Dedicado a los pocos que quedan. A esos vagabundos de un amor perdido que abrazaron la muerte haciéndose amante eterno. A ellos. Aunque no lo sepan los abrazo.
- Toca
Están en la misma escalera, como cada mañana, son un grupo homogéneo, abrazados al cartón de Don Simón que les bautiza en cuanto llegan y les da la euforia que necesitan para transitar por otro día más. Llegan bamboleantes con ojos ansiosos, tropezando con sus propios pies en un andar impreciso que les lleva a los mismos sitios día tras día. No conocen más. Y si lo conocen lo han olvidado hace tiempo. Pasaron demasiados años en la vorágine de ciudades sin nombre porque solo importaba el barrio donde se pillaba, la esquina donde llegaba el de turno con la dosis justa de felicidad. También importaban los sitios donde dar el tirón a la viejilla o asaltar la farmacia insegura, fácil, porque nunca fueron personas de grandes riesgos. Los justos para la felicidad. Y poco más.
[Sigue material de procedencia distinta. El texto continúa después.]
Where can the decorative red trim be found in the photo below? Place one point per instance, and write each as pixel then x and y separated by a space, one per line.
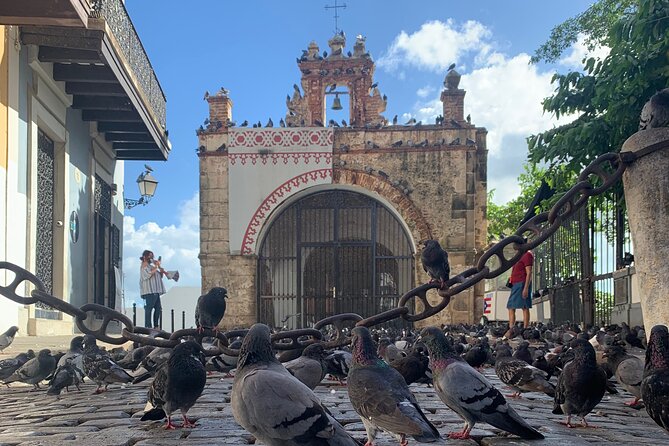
pixel 284 157
pixel 274 199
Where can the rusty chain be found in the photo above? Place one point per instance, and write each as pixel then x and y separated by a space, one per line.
pixel 596 178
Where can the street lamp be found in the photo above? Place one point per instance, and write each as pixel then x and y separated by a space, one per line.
pixel 147 187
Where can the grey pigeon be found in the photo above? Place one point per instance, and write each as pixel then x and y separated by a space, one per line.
pixel 10 365
pixel 7 337
pixel 210 309
pixel 521 376
pixel 65 375
pixel 655 385
pixel 273 405
pixel 627 369
pixel 100 368
pixel 468 393
pixel 435 261
pixel 381 396
pixel 177 385
pixel 308 368
pixel 35 370
pixel 581 385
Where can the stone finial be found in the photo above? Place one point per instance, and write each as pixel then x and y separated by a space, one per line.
pixel 452 80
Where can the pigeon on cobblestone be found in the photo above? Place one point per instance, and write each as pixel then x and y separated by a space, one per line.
pixel 468 393
pixel 100 368
pixel 521 376
pixel 435 262
pixel 381 397
pixel 7 337
pixel 10 365
pixel 627 369
pixel 308 368
pixel 65 375
pixel 581 384
pixel 655 385
pixel 273 405
pixel 210 309
pixel 177 385
pixel 35 370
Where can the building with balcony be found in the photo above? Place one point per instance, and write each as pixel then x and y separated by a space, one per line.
pixel 78 96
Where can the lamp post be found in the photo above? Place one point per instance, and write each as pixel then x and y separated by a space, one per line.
pixel 147 187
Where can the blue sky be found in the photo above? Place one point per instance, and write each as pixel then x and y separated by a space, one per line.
pixel 250 49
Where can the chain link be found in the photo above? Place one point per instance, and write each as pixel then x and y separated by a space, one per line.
pixel 595 179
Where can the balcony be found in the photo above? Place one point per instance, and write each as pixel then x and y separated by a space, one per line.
pixel 96 52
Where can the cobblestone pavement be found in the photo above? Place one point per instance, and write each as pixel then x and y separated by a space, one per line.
pixel 30 418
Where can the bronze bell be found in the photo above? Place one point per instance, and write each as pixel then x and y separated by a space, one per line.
pixel 336 105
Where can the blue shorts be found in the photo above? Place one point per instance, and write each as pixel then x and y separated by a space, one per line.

Ahora pastorean su tiempo en las escaleras de la iglesia que les acoge casi como su hogar. Si llueve caminan perdidos por soportales donde se reúnen en el exilio de algo parecido a la camaradería. No es lo mismo. En la iglesia, en esas escaleras de antesala del templo, está su sitio, cada uno con su cartón de vino agriado por el tiempo y las ganas, la boca subsumida y huérfana de dientes que cayeron en batallas antiguas y no hay presupuesto para reponer. Algunos mantienen unas pocas guedejas largas, símbolo de pasado rockero , otros, los más, rapan su cabeza como disimulo al desacato del cabello que perdieron en tiempo atrás. No están sucios, es pronto aún, luego quizá el barro y el polvo los envuelva un poco. Alguien se ocupa de ellos. Una madre solicita que no pierde esperanza de normalidad, de nietos escondidos en algún lugar de la memoria, de vida regulada. Algún centro de subsistencia donde se les obliga a la ducha y al decoro. Poco más porque en el camino dejaron amores, familia y cosas que olvidaron hace tiempo. Se amorran cada poco al cartón como si fuera el seno que los amamantó de pequeños. Quizá lo sea y mantienen la vida solo por libar ese vino en compañía. Unos con otros.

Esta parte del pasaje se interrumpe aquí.